O segundo desafio será manter unida a frente ampla que o elegeu. "O Partido dos Trabalhadores não é conhecido por dividir o poder. Caso os cargos mais importantes sejam ocupados com nomes como Fernando Haddad, Aloizio Mercadante e Gleisi Hoffmann, é bem provável que a base se esfacela antes da posse", alertou. Por fim, de acordo com Parente, será muito importante buscar o retorno da tranquilidade institucional, em especial na relação com o Supremo Tribunal Federal e o Congresso Nacional — "fundamental para prover a estabilidade que atrai investimentos, emprego e renda".

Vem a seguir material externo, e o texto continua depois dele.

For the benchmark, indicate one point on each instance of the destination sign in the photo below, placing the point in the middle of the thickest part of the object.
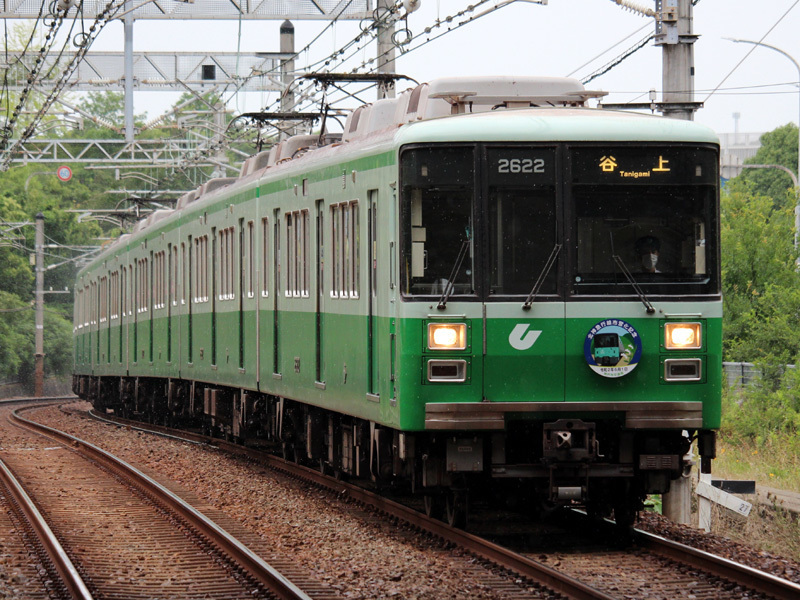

O cientista político Christopher Garman, diretor para as Américas do Eurasia Group, destacou que o novo governo deverá começar com um tom moderado. "Lula vai precisar governar com o centro político e a indicação dele nessa direção foi a escolha de Geraldo Alckmin como vice na chapa. Acredito que ele terá um papel importante na atuação do governo, inclusive, para escolher os integrantes da equipe", pontuou.
Turbulência
Na avaliação de Garman, o cenário econômico será mais turbulento em 2023, com desaceleração das economias global e brasileira. "O ambiente será difícil para Lula, porque a economia vai desacelerar e o cenário político será adverso. Vemos que a lua de mel dos presidentes de esquerda eleitos na América Latina com a opinião pública foi curta e a aprovação, agora, está baixa", salientou. Para ele, o desafio maior do novo governo será conciliar a demanda de mais gastos sem gerar uma crise de confiança. "Será preciso fazer a economia crescer, de modo a ampliar o gasto público sem aumentar a carga tributária. Lula estará em uma linha tênue no início de governo."
Ele lembrou que, entre as apostas para a equipe econômica, além de Meirelles, está o economista Persio Arida, um dos pais do Plano Real. "Não me espantaria com esses nomes, acho que isso ainda está em aberto. Aposto mais em alguém com um perfil mais político", completou.